Liz Margolies, LCSW
Liz Margolies, LCSW, is a New York City–based psychotherapist, writer, and researcher whose work focuses on the psychological and social experiences of mothers whose sons are incarcerated. Following the arrest of her own son, she sought guidance in the professional literature and found strikingly little attention to this population.
She began conducting her own independent qualitative research with mothers across the United States, examining themes of shame, identity disruption, attachment, and maternal responsibility in the context of criminal justice involvement.
Liz has published multiple articles in criminal justice and reform-focused publications and has become a leading voice on the underexamined role of mothers in systems of incarceration.
She is the founder of He’s Still My Son, a platform dedicated to preserving mothers’ stories, reducing stigma, and providing practical and psychological resources to families. In addition to her clinical practice, she facilitates multiple online support groups for mothers, creating spaces for reflection, accountability, and healing.
My role at the Hinda Institute
My primary role at Hinda is offering my clinical expertise as a psychotherapist, and my lived experience as the mother of an incarcerated son. I facilitate the CARES group for families, supervise social work students, and contribute my two cents whenever Abby reaches out to me. I have incorporated what I have learned at Hinda into professional writing on mothers and the development of a website, He’s Still My Son, which highlights personal essays, provides resources and is a portal to support groups for mothers.
Fresh Start Story
Before Valentine’s Day 2019, I liked to say I was the toughest 120-pound person you’d ever meet. But the day my son was arrested, that illusion shattered. I wasn’t tough as nails. I was Humpty Dumpty—fragile, exposed—and I broke like an egg dropped on concrete. And all the king's horses and all the king's men couldn't put me back together again.
It turns out I didn’t need horses or men. I needed other mothers. The support I received—and gave—at the Hinda Institute, especially while leading one of the Cares Groups, slowly began to mend me. Am I the same as I was before my son’s arrest?
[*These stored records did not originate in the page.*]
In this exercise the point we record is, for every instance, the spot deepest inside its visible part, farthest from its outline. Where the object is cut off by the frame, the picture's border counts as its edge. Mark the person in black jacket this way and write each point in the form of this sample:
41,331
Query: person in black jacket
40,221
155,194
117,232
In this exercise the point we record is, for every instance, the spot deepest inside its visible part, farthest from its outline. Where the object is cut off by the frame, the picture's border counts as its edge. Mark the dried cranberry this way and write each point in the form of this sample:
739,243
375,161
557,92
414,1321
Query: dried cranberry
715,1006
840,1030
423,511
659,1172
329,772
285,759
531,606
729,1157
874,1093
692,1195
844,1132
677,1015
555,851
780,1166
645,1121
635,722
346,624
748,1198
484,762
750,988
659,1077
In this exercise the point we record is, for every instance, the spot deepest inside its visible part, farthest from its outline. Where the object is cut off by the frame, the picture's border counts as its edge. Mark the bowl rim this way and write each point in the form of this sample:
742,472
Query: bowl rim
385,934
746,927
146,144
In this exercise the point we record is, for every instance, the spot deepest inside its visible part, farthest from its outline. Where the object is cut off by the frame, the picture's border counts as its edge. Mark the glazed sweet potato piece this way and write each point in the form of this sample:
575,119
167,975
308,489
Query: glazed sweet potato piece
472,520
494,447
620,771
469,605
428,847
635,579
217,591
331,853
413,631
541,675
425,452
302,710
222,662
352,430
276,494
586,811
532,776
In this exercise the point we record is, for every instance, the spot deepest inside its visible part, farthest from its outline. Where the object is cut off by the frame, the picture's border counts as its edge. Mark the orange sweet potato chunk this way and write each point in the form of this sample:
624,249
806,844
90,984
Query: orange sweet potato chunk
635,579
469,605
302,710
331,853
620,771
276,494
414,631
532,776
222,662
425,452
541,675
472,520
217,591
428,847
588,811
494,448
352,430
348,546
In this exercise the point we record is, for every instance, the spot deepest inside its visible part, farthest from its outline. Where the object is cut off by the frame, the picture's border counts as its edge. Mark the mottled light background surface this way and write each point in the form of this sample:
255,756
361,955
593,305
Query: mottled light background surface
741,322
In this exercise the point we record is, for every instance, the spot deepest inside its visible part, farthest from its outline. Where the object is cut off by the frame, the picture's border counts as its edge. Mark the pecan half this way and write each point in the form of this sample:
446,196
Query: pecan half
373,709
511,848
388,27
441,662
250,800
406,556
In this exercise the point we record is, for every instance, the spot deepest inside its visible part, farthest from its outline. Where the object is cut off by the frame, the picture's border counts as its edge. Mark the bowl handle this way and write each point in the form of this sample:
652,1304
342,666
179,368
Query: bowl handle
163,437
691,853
No. Life with an incarcerated son is heartbreaking and tough. It has taught me more about helplessness than I ever wanted to know.
But I am not broken anymore. I am glued back together like that Japanese method called kintsugi, which honors the cracks and seams in repaired pottery as evidence of a life lived, proudly marked by survival. I am who I am now—stronger than an egg, with the love and help of Hinda.